Anyone using the Opening Price Principle?

Discussion in 'Trading' started by travisdu, Sep 25, 2001.

  1. travisdu

    travisdu

    Im curious if anyone here is using the opening price principle in their trading?

    Opening Price Principle - A stocks high or low for the day is within 20% of the open 70-75% of the time.

    This principle necessitates that the safest trades have to be long above the open and short below it.

    If anyone is id like to ask how its working for you and what pitfalls are you running into with it. Also what you may be using to refine it.

    One idea ive had is to combine it with with other confirming patterns like previous bullish or bearish candlesticks. For instance pick a bulllish candle formation (past couple days) and play them long if they gap up slightly, fill the gap to the previous days high or close then break over the open. This gives you confirmation that the candle pattern is strong and if market confirms and you are over high of day you also are using the opening price principle. Same thing could be done short.

    Or for more playable trades you could just use 2day high or low and go long say over the 2day high if they are not to far from the open. In other words if the ATR is 3 points then it might not be wise to go long a day that it opens below 25% of the previous days high even if it breaks to new ground and is over the open.

    Larger gappers that fill but cant make new ground might be good for this as a buy or sell when they approach the open agian.

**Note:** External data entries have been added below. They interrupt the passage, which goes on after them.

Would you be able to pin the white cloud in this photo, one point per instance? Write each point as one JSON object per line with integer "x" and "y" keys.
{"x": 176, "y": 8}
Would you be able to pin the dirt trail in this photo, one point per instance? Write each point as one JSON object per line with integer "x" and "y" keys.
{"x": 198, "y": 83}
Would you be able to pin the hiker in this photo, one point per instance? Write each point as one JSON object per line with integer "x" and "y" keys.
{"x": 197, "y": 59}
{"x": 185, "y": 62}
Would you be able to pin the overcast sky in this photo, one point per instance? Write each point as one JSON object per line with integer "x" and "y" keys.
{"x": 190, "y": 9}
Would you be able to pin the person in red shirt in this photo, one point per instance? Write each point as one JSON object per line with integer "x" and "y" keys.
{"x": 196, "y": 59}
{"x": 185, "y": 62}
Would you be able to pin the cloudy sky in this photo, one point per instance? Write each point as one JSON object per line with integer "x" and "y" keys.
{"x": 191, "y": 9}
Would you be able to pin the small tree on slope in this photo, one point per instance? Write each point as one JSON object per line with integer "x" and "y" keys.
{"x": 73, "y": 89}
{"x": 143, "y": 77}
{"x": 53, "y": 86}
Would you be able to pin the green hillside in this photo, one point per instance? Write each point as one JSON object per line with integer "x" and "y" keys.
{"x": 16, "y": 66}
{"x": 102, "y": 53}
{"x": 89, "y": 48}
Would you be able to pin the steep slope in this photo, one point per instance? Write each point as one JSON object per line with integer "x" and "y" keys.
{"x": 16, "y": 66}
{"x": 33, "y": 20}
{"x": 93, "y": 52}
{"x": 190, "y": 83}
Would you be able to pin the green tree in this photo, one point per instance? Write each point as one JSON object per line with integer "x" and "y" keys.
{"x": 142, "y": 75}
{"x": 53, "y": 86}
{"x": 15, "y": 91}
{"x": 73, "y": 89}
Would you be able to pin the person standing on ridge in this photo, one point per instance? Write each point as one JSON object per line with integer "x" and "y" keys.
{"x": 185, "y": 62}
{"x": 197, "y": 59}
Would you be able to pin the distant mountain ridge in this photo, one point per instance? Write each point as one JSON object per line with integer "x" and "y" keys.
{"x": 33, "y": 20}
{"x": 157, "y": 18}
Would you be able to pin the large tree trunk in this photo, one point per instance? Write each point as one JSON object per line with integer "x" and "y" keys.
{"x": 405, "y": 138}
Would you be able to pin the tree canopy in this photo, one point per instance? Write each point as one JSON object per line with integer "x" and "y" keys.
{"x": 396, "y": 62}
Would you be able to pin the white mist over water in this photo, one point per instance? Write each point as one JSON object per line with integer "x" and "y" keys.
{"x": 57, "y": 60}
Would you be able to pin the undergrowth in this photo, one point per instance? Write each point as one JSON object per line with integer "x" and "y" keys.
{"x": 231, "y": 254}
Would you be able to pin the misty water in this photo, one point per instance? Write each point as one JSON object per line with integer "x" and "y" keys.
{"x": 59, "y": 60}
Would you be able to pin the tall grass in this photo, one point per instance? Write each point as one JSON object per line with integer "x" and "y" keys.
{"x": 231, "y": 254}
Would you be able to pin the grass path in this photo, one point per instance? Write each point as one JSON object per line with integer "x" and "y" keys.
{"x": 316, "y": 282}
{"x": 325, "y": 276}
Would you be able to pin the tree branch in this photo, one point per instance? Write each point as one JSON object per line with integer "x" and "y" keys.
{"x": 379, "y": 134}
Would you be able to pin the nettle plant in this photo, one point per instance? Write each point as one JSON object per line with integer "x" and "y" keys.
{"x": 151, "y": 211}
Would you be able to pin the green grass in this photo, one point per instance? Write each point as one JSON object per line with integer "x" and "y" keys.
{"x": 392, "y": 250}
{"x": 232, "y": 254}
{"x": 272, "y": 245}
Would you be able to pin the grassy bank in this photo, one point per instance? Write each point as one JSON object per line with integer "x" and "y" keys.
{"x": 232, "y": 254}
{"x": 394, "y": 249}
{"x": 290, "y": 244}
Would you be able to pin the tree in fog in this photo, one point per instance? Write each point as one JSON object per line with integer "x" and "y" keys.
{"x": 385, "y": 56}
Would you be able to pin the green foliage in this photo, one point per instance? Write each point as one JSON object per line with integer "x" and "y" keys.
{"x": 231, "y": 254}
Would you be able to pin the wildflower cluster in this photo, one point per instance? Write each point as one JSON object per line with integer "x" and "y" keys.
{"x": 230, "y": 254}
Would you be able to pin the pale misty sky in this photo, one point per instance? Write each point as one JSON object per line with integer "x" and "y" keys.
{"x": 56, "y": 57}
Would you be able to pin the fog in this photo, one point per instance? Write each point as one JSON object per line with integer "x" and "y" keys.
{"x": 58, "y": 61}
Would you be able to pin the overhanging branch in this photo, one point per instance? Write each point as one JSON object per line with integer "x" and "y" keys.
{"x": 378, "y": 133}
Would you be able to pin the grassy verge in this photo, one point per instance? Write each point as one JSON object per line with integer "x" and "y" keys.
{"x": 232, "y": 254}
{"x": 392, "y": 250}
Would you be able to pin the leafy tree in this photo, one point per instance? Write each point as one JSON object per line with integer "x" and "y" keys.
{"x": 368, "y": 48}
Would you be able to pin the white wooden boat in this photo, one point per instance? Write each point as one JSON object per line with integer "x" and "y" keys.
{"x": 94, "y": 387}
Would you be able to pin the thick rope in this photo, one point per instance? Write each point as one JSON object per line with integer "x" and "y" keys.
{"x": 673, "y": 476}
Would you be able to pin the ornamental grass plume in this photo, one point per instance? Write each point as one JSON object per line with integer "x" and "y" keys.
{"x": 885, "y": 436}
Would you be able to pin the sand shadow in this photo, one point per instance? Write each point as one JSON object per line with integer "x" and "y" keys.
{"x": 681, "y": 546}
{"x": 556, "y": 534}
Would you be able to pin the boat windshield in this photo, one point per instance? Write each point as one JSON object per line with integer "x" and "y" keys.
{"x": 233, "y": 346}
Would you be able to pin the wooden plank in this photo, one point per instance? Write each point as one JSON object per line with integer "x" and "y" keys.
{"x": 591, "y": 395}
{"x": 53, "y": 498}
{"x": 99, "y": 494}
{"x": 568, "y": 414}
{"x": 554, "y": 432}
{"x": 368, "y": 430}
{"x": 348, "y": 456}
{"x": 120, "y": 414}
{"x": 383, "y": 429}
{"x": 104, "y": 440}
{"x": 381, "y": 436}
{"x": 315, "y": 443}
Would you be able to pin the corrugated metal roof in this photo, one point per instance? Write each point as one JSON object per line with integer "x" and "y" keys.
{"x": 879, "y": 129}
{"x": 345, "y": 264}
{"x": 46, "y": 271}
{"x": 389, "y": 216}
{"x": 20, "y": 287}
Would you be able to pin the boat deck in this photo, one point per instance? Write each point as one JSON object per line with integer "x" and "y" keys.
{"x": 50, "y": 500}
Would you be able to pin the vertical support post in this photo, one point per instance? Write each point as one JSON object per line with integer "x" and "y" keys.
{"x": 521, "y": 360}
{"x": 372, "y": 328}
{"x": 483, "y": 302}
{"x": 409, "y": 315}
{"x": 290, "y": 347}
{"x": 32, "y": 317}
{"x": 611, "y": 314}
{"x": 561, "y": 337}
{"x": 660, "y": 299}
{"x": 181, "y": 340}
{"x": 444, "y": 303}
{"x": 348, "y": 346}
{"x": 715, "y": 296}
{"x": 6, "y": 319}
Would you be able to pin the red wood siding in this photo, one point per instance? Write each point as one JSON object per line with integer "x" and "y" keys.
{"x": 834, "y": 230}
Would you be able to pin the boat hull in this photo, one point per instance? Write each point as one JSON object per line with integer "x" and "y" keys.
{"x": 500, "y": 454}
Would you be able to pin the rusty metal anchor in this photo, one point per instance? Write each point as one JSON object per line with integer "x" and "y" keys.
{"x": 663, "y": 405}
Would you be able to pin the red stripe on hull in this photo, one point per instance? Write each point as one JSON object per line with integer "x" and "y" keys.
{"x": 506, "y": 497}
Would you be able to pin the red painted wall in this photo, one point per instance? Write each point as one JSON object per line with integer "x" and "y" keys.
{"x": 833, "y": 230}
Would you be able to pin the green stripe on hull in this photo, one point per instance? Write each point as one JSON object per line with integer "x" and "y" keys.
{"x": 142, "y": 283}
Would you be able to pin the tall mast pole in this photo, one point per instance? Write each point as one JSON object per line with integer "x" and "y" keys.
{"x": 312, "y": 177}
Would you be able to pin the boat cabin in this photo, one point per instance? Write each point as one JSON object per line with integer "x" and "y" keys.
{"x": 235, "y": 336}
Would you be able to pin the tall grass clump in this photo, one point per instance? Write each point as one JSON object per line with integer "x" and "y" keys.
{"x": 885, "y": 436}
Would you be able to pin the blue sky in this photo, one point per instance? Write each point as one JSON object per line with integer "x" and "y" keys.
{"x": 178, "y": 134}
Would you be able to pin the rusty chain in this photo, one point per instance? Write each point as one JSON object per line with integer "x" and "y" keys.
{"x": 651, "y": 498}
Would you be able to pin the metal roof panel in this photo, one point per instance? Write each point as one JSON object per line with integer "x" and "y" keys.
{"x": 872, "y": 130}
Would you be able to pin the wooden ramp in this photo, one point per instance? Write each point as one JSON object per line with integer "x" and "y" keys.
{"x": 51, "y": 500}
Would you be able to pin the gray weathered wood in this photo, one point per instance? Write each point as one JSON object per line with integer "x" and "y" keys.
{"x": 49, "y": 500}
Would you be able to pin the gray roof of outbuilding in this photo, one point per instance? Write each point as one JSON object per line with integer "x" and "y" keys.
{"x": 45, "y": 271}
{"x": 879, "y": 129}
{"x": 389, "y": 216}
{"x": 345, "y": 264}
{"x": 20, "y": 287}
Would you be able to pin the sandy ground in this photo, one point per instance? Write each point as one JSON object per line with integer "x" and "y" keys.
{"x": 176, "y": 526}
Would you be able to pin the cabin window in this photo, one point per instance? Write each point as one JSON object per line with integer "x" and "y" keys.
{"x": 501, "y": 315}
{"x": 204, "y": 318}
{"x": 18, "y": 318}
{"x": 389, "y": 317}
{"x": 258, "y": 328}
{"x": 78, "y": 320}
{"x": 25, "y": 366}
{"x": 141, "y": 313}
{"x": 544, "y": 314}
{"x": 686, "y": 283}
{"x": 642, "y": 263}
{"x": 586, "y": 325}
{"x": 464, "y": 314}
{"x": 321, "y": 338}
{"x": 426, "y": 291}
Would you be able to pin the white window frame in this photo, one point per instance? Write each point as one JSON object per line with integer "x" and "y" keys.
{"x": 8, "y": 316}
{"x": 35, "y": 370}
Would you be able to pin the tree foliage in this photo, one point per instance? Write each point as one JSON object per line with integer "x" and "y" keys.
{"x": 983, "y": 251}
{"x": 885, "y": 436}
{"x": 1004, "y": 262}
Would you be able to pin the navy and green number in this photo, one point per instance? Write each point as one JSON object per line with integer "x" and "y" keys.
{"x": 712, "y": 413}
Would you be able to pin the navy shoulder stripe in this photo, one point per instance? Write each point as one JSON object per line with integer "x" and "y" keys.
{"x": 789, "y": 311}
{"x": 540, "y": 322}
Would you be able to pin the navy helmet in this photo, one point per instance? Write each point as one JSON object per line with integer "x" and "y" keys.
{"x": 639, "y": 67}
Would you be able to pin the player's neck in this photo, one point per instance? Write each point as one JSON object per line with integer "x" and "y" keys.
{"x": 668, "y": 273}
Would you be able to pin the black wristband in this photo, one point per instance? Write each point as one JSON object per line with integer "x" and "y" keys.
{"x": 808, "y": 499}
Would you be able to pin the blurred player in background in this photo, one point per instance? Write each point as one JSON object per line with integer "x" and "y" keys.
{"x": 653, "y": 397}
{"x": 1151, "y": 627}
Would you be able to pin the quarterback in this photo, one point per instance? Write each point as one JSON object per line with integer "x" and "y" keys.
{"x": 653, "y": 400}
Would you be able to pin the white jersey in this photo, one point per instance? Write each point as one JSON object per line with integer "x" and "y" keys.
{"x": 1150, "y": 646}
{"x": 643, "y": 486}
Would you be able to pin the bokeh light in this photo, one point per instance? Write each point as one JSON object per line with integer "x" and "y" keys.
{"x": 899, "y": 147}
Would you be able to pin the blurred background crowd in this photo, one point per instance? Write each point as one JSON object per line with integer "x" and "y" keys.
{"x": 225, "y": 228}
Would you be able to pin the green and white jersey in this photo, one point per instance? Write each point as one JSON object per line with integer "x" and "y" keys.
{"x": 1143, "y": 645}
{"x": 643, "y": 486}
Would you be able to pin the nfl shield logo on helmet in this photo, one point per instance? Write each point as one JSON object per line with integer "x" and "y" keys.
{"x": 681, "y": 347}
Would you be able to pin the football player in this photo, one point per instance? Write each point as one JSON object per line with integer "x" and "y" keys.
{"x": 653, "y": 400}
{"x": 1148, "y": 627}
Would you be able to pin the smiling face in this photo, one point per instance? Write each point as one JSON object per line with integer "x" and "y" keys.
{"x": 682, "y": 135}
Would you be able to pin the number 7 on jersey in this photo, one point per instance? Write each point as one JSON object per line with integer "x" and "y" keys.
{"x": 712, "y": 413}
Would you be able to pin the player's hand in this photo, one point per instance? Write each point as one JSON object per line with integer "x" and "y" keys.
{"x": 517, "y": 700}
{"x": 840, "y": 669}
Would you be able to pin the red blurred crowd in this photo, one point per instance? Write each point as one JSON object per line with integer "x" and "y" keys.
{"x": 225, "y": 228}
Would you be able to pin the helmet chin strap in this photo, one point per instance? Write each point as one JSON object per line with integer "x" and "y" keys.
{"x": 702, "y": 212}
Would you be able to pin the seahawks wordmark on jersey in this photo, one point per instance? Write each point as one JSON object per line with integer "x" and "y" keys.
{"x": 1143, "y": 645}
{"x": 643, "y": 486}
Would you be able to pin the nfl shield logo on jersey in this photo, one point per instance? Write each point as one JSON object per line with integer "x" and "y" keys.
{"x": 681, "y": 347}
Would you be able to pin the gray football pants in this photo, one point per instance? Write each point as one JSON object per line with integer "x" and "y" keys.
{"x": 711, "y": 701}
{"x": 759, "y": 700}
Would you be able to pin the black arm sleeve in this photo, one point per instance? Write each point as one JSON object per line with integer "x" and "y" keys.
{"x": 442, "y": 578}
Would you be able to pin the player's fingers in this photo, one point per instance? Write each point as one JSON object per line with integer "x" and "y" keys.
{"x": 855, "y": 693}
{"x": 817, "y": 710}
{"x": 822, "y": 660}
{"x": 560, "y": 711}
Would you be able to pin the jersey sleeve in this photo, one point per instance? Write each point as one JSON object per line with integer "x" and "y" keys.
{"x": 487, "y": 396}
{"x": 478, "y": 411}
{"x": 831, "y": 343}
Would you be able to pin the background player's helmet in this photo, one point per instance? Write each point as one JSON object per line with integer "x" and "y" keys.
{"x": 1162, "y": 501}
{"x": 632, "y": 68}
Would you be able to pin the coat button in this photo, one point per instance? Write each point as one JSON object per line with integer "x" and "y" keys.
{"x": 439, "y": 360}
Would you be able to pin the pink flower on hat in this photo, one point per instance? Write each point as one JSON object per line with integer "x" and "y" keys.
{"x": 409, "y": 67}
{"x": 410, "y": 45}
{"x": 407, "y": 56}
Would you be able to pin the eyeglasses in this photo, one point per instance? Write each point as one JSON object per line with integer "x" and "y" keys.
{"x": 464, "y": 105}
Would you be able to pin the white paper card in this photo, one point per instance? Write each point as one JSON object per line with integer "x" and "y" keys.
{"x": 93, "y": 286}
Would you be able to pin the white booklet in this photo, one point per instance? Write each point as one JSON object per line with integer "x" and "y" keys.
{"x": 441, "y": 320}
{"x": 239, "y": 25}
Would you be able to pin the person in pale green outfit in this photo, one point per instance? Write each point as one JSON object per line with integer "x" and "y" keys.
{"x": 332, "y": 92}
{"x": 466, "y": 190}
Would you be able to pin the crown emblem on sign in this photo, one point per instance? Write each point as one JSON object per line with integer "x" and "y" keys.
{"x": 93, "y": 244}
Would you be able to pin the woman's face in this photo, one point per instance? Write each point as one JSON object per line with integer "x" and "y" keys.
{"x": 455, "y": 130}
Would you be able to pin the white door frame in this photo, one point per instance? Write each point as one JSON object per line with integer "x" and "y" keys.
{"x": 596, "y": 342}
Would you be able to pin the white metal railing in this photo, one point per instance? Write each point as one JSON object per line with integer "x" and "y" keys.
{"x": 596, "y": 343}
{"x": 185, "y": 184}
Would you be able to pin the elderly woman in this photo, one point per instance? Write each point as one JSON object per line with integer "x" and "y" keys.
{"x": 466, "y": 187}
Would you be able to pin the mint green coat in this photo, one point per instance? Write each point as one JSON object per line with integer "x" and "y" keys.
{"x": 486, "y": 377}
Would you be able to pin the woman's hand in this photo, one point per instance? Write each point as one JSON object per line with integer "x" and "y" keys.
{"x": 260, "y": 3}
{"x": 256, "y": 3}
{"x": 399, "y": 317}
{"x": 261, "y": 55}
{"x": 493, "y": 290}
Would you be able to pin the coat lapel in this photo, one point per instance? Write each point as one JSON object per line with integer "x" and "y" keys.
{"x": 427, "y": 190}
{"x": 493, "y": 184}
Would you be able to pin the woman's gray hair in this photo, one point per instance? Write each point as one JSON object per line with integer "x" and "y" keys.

    Just some ideas.....let me know what u think.

    Travis.
     
  2. The opening price principle operates on the premise the the opening price is within 20% of the hi or lo a large percentage of the time. Have you checked this out to any extent? I did not find it to be true on the charts I scanned.
     
  3. patrick

    patrick

    heard of many other traders trying that and they all said, that it is worthless, pure gambling. It is like flipping a coin or going in the casino and bet on black or red. If trading would be that easy, everybody out there would be already a millionaire and nobody would be working anymore.
     
  4. travisdu

    travisdu

    Ok well thanks for the relpies, surprised more people dont have more to say on the subject.

    Decided to pull up some charts and take a look myself, so I picked six stocks fairly at random. Mostly was looking for stuff that had good range just to make it easier on myself to disern if the principle was working.

    Of the six stocks I looked at the months April to August, which is 107 trading days. Here is what i found:

    PLXS 73/107 68%

    EBAY 64/107 60%

    SWBD 80/107 75%

    VRTX 68/107 63%

    GILD 76/107 71%

    SWBT 75/107 70%

    Now its not 75% but it certainly aint no coin toss either.
    I dont have Tradestation or one of the other programs that could check this with more precision but I was rather conservative i think when I was looking at the charts, I think that you could probably add another 3% to the above numbers and be closer to the actual numbers.

    Even being conservative it looks promising to me. Some stocks like GILD for the most part open and go in one direction. Could make alot of money with this principle just on this stock alone.

    The difficulty is the stocks that wiggle near the open before they decide their direction and if you want to follow the principle finding an entry.

    Any thoughts on the numbers or anyone else taken a look at some charts and run the numbers?

    Any ideas for good entry using this principle?

    Trav
     
  5. The system you posted will work but only in a trending market.

    In a sideways market you will be whipsawwed to death



    Actually the opening price is one of my key entries.

    I tend to go long stocks that have been heavily beaten up. They have usually dropped hard from a base and have had an increase in volatility and no up days.

    When the stock can go above the previous closing price it's time for me to get long. I usually trade NYSE and he will probably have a major long position in a stock that has dropped that many days. He will try to gun the stock and get some shorts to cover so he can recoup his losses.


    I also will short stocks that have risen for 6 days or had a huge % gains for a few days in a row. I won't get short till the stock can go below the previous day. The specialist is usually heavily short a stock that has risen high like this. He will try to get some longs to take profits so he can recoup his losses.

    It does work with my type of trading. Long only stocks that are above previous closing price when general market going up

    and short stocks that go below previous closing price when general market crashing.


    I also play gaps and don't pay attention to this rule for my gap systems.

    rtharp
     
  6. dozu888

    dozu888

    When I was fooling around with stocks, I only long above open and short below. This has been talked about in Josh Lukeman's "Market Maker's Edge".

    It helped me to stay on the right side of the market.
     
  7. travisdu

    travisdu

    Do you go long above yesterdays close even if current price is below the open?

    Trav

    p.s. Do you know any software that will alert to "potential" candlestick patterns before they have fully formed. For instance i think a good setup would be getttingh into hammers then holding overnight and selling into the open. Problem is most software screeners only alert after the pattern is formed.
     
  8. m_c_a98

    m_c_a98

    I know that Ravenquote lets you create these alerts in quotesheets for any time frame and I'm sure other programs also let you. There is no macro/plugin for this so you have to manually create the parameters for each particular formation.